Ne plus pouvoir voyager me fend le coeur. Ne même pas pouvoir me promener à Toulon, aller voir une expo, manger au restaurant ou retrouver une amie pour boire un verre est évidemment ennuyeux. Mais l’impossibilité de faire des projets ou d’avoir des activités extérieures a aussi quelque chose de très libérateur. En temps normal, j’ai constamment des objectifs en ligne de mire. Un week-end sans sortie me semble un week-end perdu, et j’ai toujours au moins un city trip ou deux sur le feu. Non, personne ne m’y oblige; oui, ces projets font tout le sel de ma vie et sont une source de grande satisfaction. Ils sont aussi une grande source de stress, avant et pendant. Mon mode YOLO est activé en permanence, avec toute la pression que cela suppose. Je ne veux pas gaspiller le peu de temps que j’ai à passer sur Terre en n’en profitant pas assez. J’ai toujours peur de prendre la mauvaise décision, de me tromper dans mes choix, de ne pas réussir à créer l’expérience optimale. Ainsi la joie et l’anxiété sont inextricables chez moi: la première entraîne obligatoirement la seconde – et, ce qui est plus pervers, la seconde provoque souvent un shoot de la première au moment de sa résolution… mais c’est un autre problème que j’aborderai lors de ma prochaine séance de thérapie.

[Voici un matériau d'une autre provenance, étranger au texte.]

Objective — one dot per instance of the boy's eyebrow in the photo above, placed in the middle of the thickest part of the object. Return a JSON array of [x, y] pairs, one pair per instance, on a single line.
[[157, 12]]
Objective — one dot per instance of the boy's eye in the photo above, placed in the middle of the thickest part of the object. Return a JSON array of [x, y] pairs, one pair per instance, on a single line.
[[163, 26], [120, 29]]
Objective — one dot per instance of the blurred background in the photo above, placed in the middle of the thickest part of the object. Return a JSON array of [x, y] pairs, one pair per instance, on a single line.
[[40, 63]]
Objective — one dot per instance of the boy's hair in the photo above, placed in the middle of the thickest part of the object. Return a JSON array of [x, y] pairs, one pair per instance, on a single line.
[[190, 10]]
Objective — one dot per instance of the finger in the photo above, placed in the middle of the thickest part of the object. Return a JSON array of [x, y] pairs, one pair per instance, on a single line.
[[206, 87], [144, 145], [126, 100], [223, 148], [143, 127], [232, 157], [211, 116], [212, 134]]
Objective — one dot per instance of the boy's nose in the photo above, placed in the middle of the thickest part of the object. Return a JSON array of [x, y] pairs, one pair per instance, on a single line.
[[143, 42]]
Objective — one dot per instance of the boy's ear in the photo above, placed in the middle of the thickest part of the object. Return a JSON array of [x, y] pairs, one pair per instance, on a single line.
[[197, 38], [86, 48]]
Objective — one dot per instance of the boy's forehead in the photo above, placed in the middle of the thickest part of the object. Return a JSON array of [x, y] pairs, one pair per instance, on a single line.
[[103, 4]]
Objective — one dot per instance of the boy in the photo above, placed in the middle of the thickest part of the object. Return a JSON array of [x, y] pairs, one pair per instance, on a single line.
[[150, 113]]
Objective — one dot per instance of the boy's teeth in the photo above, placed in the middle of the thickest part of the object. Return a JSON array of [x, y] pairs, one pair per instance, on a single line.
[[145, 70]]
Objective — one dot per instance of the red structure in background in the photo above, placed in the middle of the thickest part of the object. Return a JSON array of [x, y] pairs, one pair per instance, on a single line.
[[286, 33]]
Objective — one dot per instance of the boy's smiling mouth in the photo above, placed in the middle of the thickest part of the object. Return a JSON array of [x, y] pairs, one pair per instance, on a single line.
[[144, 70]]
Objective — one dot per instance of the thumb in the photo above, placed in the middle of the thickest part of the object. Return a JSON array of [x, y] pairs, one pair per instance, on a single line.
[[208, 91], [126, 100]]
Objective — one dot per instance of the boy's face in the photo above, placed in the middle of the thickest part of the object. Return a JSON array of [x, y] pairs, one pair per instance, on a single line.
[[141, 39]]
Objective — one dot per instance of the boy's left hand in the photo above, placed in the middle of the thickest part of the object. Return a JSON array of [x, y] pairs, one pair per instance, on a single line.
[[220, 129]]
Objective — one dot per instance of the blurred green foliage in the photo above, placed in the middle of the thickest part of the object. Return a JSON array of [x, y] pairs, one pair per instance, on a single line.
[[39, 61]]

En temps normal, je suis incapable de ralentir et de laisser la vie me passer à côté. En ce moment, je n’ai pas le choix. On est tous à l’arrêt. Et putain, qu’est-ce que ça (me) fait du bien. Je me sens en vacances de tout. J’ai la chance d’être en bonne santé et de n’avoir pas de soucis financiers. Mon amoureux et ma famille me manquent énormément. Mais la routine de mes journées en solitaire agit sur mon cerveau tel un baume apaisant. Peu de libertés, c’est peu de décisions à prendre, donc peu de stress. Je travaille. Je commande des trucs sur internet pour recevoir des « surprises » dans ma boîte à lettres. Je lis, moins que d’habitude car j’ai vraiment du mal à me concentrer – et ce n’est pas grave. Je regarde des séries sur Netflix. Je fais des puzzles et des crumbles aux pommes. Je regarde le soleil se coucher tous les soirs par la fenêtre de mon bureau. Je dors d’un sommeil profond et sans rêves. Je savoure le calme en moi. Un calme dans lequel je peux enfin m’attaquer aux problèmes émotionnels qui me pourrissent la vie depuis une éternité.
*les grammairiens pointilleux apprécieront mon optimisme
Bon sang, j’ai failli m’étrangler avec mon chocolat en lisant la petite note en bas de page…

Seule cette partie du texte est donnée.